Mobilisé en novembre 1939, affecté à Avignon dans l’Infanterie coloniale, il suivit les cours des E.O.R. à Hyères et fut démobilisé comme soldat de deuxième classe.

En novembre 1940, Léon Recours refusa de signer une lettre d’allégeance au gouvernement du Maréchal Pétain, indiquant : "Je ne prendrai jamais un tel engagement et j’invite ceux qui le prendront à relire la fable du loup et du chien." Il fut révoqué de son emploi en novembre 1940. Le 7 février 1941, après une distribution de tracts antivychissois, à la suite d’un arrêté
d’internement, il dut rejoindre le centre de séjour surveillé de Saint-Paul-d’Eyjeaux (Haute-Vienne) où il participa à la reconstitution de la cellule communiste. Transféré à Fort-Barraux (Isère), puis à la prison de Castres (Tarn), le 9 avril 1942, il fut déporté à Djenien-Bou-Rezg (Sahara) en août 1942, puis au camp de Bossuet (Algérie) en avril 1943. Libéré le 1er mai 1943, mobilisé, il participa au débarquement de Provence puis aux campagnes de France et d’Allemagne.

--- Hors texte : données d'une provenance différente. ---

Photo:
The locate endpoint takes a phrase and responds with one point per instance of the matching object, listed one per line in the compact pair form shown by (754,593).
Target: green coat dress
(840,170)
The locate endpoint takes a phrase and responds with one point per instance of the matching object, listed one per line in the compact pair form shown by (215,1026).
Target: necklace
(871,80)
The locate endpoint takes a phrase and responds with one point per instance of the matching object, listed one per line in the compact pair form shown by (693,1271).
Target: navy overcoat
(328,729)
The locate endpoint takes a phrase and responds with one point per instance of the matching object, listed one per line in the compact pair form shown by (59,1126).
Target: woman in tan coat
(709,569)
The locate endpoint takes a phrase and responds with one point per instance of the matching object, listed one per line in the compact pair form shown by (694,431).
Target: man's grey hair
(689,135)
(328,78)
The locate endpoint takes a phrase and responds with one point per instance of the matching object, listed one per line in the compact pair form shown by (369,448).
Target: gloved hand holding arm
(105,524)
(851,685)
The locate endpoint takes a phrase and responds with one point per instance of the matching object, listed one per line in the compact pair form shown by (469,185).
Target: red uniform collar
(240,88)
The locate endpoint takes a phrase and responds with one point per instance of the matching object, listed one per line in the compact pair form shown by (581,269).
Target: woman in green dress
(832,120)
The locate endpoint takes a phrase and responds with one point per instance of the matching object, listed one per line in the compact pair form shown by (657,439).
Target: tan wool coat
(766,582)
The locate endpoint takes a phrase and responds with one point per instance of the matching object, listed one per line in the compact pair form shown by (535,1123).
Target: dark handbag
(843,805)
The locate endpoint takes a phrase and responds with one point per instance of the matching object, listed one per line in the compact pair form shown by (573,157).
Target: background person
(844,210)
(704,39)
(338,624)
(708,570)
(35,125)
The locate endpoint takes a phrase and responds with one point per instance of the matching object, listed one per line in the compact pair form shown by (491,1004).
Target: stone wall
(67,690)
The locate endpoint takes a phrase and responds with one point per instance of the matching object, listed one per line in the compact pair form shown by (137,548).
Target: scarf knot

Réintégré dans l’enseignement primaire, marié en juin 1944 à Oran (Algérie), père de trois enfants, Léon Recours exerça comme instituteur à Laferrière (département d’Oran, 1945-1949), puis comme directeur à Rivoli (Mostaganem, 1949-1959) et à Mostaganem (1959-1964).

Membre du Parti communiste français, retiré à Tourves en 1964, Léon Recours fut conseiller municipal de 1965 à 1971. Il fut secrétaire local de la Fédération nationale des déportés, internés, résistants patriotes (1972-1976).

Pour citer cet article :
http://maitron-en-ligne.univ-paris1.fr/spip.php?article162052, notice RECOURS Léon, Robert, Aimé, version mise en ligne le 1er août 2014, dernière modification le 1er août 2014.

SOURCES : Arch. Dép. Var, 7 M 12 2, 18 M 80, Cabinet. — Renseignements fournis par l’intéressé. — Notes de Jean-Marie Guillon.